Mar
22
Thucydides Trapping, from Stefan Jovanovich
March 22, 2019 |
First, what Thucydides actually wrote (courtesy of someone who actually reads Greek):
The "aitia" (real cause) of the war was the Spartans' fear of the Athenians' growing power."
If Thucydides had wanted to make Allison's point for him, he would have used the word "aphourme", the excuse. He would also have substituted the word "Pericles" for "the Athenians". The Spartans were not the only Greeks who came to fear the Great Man's ambitions. Thucydides neglects to mention this; but then, he had already learned the first lesson of a popular historian: never, ever blaspheme the public saint.
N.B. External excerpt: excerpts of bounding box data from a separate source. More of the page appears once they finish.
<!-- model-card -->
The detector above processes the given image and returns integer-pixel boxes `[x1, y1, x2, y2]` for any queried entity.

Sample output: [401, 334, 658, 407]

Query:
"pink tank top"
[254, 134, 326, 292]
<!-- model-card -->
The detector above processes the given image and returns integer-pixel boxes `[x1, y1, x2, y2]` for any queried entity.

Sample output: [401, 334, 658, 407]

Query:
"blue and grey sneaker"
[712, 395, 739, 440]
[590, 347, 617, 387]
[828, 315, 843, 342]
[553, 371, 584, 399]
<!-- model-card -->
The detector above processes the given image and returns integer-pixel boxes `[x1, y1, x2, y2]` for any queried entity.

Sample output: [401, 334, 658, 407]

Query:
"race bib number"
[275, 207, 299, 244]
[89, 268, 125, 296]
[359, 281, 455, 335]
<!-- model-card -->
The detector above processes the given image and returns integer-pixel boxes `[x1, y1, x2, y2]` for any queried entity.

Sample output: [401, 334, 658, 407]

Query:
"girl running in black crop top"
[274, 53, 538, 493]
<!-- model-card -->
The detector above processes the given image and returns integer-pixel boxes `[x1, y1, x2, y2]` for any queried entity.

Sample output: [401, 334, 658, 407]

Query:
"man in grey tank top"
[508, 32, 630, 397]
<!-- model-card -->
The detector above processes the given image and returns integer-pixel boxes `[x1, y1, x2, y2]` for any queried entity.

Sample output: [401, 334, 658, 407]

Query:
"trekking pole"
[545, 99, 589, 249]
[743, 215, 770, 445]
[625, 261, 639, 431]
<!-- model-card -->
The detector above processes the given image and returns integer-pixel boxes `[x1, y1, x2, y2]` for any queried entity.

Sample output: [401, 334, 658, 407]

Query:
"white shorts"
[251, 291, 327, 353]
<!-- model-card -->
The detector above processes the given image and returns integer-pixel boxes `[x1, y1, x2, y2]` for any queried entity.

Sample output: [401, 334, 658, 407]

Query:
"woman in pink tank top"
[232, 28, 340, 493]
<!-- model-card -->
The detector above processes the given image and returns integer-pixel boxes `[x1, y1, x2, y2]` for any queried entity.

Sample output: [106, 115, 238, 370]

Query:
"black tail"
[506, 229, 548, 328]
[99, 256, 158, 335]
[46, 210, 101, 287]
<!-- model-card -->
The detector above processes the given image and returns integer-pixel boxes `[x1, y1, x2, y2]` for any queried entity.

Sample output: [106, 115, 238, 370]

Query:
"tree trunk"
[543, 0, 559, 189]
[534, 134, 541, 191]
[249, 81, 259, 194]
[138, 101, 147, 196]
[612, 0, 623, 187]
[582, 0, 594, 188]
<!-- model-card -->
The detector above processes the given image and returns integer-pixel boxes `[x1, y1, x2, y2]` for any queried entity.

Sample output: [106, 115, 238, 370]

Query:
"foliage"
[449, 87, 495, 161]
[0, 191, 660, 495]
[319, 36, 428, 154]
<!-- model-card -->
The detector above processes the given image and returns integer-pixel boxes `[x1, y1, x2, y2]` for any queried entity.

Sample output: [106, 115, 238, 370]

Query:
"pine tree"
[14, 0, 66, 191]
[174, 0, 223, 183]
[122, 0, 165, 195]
Thucydides does hint at the obvious - that Athens' democracy was very much like the Soviet Union's and China's today and "the people" were only allowed to have one voice; but he is careful to offer only praise for the Supreme leader. That survival tactic for a writer of history remains as valid as always. In a People's Republic only praise is worthy of being spoken. To this day, no one has published a biography of Stalin in Russian or one of Mao in Chinese that comes anywhere close to judging the men for what they did. If Thucydides had chosen to describe Pericles' follies in anything close to the painstakingly accurate detail with which German historians have now examined Hitler's, we would not have his history. It - and the historian - would have been destroyed; and Will Durant would have no hero for his saga of progressive civilization.
In his superficial comparisons Professor Allison is right: if one is looking for comparisons with the distant Greek past, it is appropriate to offer China as the analog to Athens. China's "Golden Age" is indisputable; its gleaming skyscrapers, high-speed trains and brand new airports are the modern equivalent of gleaming white marble buildings and heroic sculpture. But, contrary to Thucydides' narrative, the Spartans did not see themselves as being like the Kaiser and his General Staff in 1914 - who had to go to war before they were overtaken by the Russians' growing military strength. Having defeated Xerxes, they disagreed with the Athenians' belief that the Greeks could continue to occupy the western shores of Asia Minor. It was the Athenians who were determined to continue with military adventuring and Empire building.
In that regard, Trump's decision to change NATO into a hemispheric alliance and leave the Europeans and Russians to work out their coexistence and the Chinese to build their belt and road has a direct comparison with the Spartans' choosing to end their struggles against Persia.
Partisan footnote: One hopes, for the Republic's sake, that Trump's legacy has a happier outcome.